In Grant Park her red balloon floats into the sky
Unbelieving, betrayed, she reaches up and cries.
"Don't cry," her father says. "We'll get you another."
Raising her high on his shoulders, her legs clasping tight,
He circles Buckingham Fountain whinnying like a horse
She is laughing as they come to the balloon man again
She feels safe on his shoulders.
Trembling in bed, Sam Clemens sees lightning flash
Hears thunder roar, and prays to God.
He has sinned, he confesses.
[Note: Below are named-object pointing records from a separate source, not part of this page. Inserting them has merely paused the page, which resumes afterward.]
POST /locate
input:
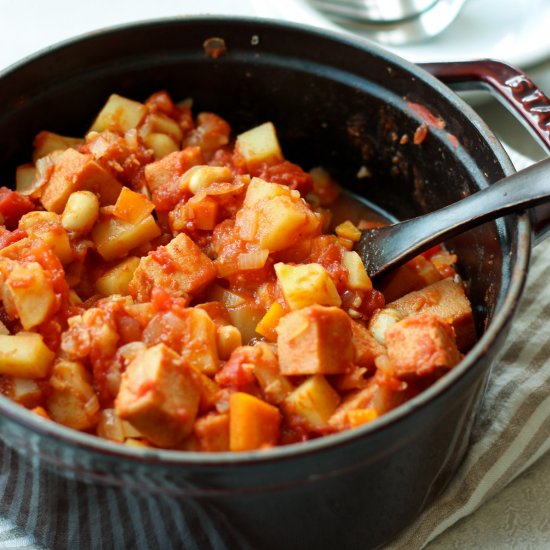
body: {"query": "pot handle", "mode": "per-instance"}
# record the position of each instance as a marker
(517, 92)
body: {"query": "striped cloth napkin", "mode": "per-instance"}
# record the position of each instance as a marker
(510, 434)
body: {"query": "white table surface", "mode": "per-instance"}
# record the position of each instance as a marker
(519, 516)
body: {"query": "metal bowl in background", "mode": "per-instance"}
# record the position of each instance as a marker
(334, 101)
(392, 22)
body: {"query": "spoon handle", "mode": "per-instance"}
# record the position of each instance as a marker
(387, 247)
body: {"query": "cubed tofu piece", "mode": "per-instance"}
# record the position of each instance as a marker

He vows to reform
To escape the fires of everlasting Hell
But God does not answer
Nor does Sam ever hear from God above
Though he never stops trying
But within he finds fires, and on earth human love
The lifelong supports to his luminous self.
Years later on horseback with three genteel Pilgrims
Sam rides post-haste through the Syrian oven
The three pious Pilgrims, Hell-bent for Heaven,
Grimly observe God's Sabbath deadline
By whipping and spurring their lame weary horses
'Til the hides are raw, running red with blood
And rejoicing, they reach their God-given goal--
Figia's Fountain, stagnant pool of Baalam's ass.
Whenever, Sam asks, did holy self-righteousness
Know the grace of earthly pity and love?
Why look above for love and strong shoulders?
Why not below?
Why not have faith in our earthly home
Instead of an absentee Landlord on High?
Should we be so afraid, so cowed by life's mystery?
Should we mistrust what we know that we know?
Can't we joyfully circle Buckingham Fountain
In place of imploring Ghost-ridden skies above?
Can't we hold tight to our red balloon below?